Although it may sound futuristic, 3D printing is here—and it’s here to stay. Also known as additive manufacturing, this process involves creating a three-dimensional solid object from a digital file. This is done through a special printer that lays down successive layers of material (plastic, glass, rubber, etc.) until the whole object has been created.
3D printing technology is changing the landscape for U.S. manufacturing; in fact, according to Computer World, two-thirds of industrial manufacturers are currently using it. While the high cost of 3D printing machines once limited their access to large enterprises, these costs have fallen dramatically, and today virtually any company can incorporate 3D technology into its R&D and production processes. Even more impressive: while 3D printers were once only capable of making non-functional prototypes, engineers are now able to create complex, functioning components for machines at a fraction of the cost and time associated with conventional approaches like forging and molding.
3D printing innovation at Parkinson Technologies
3D printing has steadily impacted how manufacturers do business, and Parkinson Technologies is no exception. There are two ways Parkinson uses 3D printing: for prototyping and for creating small functional components for our machinery. Here are a couple of real-world examples:
Prototyping: Recently, Parkinson Technologies required a new sensor for some of its equipment within the Key Filters brand of continuous screen changers.

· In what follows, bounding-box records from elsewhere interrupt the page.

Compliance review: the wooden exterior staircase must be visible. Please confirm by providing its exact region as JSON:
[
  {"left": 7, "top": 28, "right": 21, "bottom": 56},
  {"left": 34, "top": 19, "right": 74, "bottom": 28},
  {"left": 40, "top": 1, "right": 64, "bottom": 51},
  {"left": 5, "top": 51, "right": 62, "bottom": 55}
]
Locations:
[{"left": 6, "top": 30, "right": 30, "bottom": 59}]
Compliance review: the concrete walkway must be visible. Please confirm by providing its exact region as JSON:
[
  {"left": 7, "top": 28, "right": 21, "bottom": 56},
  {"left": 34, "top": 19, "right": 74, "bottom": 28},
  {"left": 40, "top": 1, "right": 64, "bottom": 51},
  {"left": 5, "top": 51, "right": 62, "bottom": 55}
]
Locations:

We needed a cost efficient way to make different-sized functional prototypes, which would allow us to be sure the part fit and functioned properly before moving on to an actual machined component. 3D printing conveniently enabled our team to test the performance of the component without wasting significant time and money.
Functional components: Thanks to recent advancements in this technology, 3D printed components can actually be used by Parkinson Technologies within final machinery. One example is the creation of a load cell used in web handling for tension control. The actual load cell is small, and the terminal block that holds the electronic components needed to be intricately shaped to achieve the desired results. 3D printing allowed Parkinson’s team to create a design that we otherwise wouldn’t be able to achieve with a machine milled component. If not for 3D printing, we would have had to forgo functionality to produce the part, which would have made the component larger and less practical.
As 3D printing methods evolve to become faster and capable of handling multiple materials, this will likely enable the printing of more complex, finished products or components in greater volumes. We at Parkinson Technologies will continue to incorporate the latest advances into our engineering and production processes in order to keep costs down and keep our product offerings on the cutting edge.